Aucune analyse portant sur les attentes des demandeurs d’emploi par rapport aux activités de conseil et de placement des ORP ne nous est connue à ce jour, probablement par manque de données qualitatives. C’est pour cette raison que l’étude entreprise en 2012 par l’Observatoire universitaire de l’emploi (OUE) doit être considérée comme novatrice mais également exploratoire, car Pour la première fois, des demandeurs d’emploi ont pu s’exprimer sur leurs attentes par rapport aux conseillers en placement (CP). Intitulée Stratégie de réinsertion des ORP: l’influence des activités de conseil sur les comportements et les attentes des demandeurs d’emploi en matière de réinsertion, cette étude a pour objet:

  • d’identifier les comportements des chômeurs vis-à-vis de leur réinsertion de même que leurs attentes par rapport aux services de conseil et de placement des ORP;
  • de mesurer l’influence des activités de conseil et de placement des ORP sur les comportements et les attentes des demandeurs d’emploi;
  • d’évaluer l’impact des comportements et des attentes sur la rapidité de réinsertion, donc sur la durée du chômage.

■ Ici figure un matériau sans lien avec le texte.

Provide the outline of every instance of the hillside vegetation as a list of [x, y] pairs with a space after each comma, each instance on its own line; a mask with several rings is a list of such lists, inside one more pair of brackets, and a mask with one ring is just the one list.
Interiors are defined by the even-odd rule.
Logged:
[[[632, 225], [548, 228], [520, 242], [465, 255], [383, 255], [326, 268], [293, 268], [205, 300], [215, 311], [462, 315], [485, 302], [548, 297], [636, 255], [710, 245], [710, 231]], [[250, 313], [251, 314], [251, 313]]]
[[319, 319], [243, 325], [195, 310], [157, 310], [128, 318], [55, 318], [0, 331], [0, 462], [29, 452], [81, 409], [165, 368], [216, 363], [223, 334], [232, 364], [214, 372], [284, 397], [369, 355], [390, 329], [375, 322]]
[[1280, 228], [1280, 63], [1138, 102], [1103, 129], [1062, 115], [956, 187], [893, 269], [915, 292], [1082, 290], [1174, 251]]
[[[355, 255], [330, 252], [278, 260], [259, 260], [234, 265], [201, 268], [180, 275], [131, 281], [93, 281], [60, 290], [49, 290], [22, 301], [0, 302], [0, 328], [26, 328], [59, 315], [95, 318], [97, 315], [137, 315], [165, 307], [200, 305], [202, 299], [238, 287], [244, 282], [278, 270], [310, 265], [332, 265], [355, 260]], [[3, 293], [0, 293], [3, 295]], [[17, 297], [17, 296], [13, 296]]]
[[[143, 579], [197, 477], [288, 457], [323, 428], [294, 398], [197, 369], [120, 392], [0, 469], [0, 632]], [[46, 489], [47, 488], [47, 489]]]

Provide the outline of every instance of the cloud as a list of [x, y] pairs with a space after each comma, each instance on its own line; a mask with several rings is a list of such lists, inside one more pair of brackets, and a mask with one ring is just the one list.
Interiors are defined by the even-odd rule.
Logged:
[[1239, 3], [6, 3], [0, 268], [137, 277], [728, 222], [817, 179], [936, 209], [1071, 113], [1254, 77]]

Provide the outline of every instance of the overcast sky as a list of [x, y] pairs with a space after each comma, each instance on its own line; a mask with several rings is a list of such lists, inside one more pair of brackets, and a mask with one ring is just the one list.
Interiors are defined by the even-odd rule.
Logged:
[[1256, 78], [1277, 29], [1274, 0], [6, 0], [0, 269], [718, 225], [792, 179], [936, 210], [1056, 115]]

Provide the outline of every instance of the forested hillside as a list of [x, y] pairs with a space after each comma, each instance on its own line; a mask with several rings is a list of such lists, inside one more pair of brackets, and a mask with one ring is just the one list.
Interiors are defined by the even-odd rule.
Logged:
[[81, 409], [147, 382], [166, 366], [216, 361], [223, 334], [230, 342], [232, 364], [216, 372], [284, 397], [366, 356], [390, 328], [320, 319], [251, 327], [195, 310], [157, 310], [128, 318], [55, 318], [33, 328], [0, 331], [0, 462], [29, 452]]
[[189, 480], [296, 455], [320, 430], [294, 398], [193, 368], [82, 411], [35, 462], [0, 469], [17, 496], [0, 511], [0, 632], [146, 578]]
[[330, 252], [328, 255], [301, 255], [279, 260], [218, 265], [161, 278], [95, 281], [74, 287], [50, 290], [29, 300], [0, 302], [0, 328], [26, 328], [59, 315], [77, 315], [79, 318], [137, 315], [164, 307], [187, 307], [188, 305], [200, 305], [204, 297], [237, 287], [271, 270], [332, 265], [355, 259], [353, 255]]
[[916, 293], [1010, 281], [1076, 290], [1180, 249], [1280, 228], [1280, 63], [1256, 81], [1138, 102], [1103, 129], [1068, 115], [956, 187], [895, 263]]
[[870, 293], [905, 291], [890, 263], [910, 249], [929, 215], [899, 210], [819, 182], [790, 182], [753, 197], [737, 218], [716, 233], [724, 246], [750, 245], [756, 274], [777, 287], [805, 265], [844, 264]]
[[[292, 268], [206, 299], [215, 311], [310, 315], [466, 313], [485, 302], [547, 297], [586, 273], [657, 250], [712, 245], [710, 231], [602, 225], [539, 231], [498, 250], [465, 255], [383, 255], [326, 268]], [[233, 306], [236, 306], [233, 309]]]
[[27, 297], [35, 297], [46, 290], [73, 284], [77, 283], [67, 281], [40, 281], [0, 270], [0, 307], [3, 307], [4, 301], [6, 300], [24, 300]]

L’enquête s’est déroulée en deux temps. Une première collecte de données, réalisée au début de 2012, a permis de construire un échantillon représentatif de 819 personnes parmi l’ensemble de celles qui s’inscrivaient au chômage dans le canton de Genève à ce moment-là; 249 d’entre elles avaient déjà récemment vécu un épisode de chômage. Une seconde collecte, réalisée six mois plus tard, a permis d’identifier, parmi la population initiale, 244 sorties du chômage, dont 140 pour emploi. L’effectif restant (575) était toujours inscrit auprès des ORP et a, de nouveau, été interrogé. Les différents relevés ont été, ensuite, croisés avec les données du Système d’information pour le placement et la statistique du marché du travail (Plasta), essentiellement quantitatives.L’échantillon se compose de personnes des deux sexes, âgées en moyenne de 37 ans, en majorité mariées, de nationalité suisse, n’ayant généralement pas vécu d’autre épisode de chômage récemment, maîtrisant bien ou très bien le français, plutôt qualifiées et ayant au moins accompli une formation obligatoire.

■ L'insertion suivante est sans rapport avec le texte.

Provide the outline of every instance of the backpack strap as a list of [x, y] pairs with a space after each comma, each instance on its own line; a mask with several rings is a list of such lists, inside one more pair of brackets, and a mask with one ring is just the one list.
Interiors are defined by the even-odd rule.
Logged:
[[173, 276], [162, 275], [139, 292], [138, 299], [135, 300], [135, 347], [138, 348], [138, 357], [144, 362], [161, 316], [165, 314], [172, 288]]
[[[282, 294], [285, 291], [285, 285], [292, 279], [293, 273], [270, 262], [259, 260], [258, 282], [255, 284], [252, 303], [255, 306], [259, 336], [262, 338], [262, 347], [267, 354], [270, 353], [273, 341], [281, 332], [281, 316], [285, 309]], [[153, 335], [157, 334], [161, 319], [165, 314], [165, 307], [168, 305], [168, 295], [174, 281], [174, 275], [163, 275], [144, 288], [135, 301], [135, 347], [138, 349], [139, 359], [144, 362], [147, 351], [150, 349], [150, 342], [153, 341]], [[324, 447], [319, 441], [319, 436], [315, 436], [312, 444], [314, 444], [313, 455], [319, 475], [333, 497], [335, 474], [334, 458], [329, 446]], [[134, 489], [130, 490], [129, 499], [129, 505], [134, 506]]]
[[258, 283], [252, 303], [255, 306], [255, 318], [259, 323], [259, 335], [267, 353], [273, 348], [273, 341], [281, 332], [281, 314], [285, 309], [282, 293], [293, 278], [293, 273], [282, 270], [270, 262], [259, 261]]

Comportement et attentes lors de l’inscription au chômage

En termes de comportement, la majorité des personnes interrogées savent que leurs indemnités peuvent être suspendues, accepteraient un trajet de 30 minutes au maximum jusqu’à leur lieu d’activité professionnelle, n’arrivent pas à estimer la durée nécessaire pour retrouver un emploi et affirment avoir consacré une heure par jour à cette recherche au cours de la semaine précédant leur inscription. La plupart des personnes interrogées affirment avoir informé la majorité ou toutes leurs connaissances de leur chômage, comptent essentiellement sur elles-mêmes pour retrouver un emploi, privilégient les liens faibles (réseau formel) aux liens forts (réseau informel) et pensent que la réussite dépend du travail personnel plutôt que de la chance.En matière d’attentes, la majorité des chômeurs interrogés occupent en moyenne des positions intermédiaires marquées par leurs situations émotionnelle et financière, les besoins d’informations et l’employabilité. Leurs attentes sur le plan de la réinsertion sont, par contre, importantes.En général, l’ensemble des personnes interrogées comptent globalement sur elles-mêmes plutôt que sur leur CP pour retrouver un emploi, même si elles considèrent ce dernier comme plutôt performant. Elle savent, en outre, relativement peu de choses sur le fonctionnement des ORP.

Influence des activités de conseil et de placement

Une deuxième étape de l’analyse s’est focalisée sur la façon dont les activités de conseil et de placement des ORP influençaient les comportements et attentes identifiés précédemment. L’approche adoptée dans cette partie était essentiellement inductive avec des tests de significativité et des modèles multinomiaux, afin de comparer les différentes populations tout en tenant compte de certaines de leurs caractéristiques.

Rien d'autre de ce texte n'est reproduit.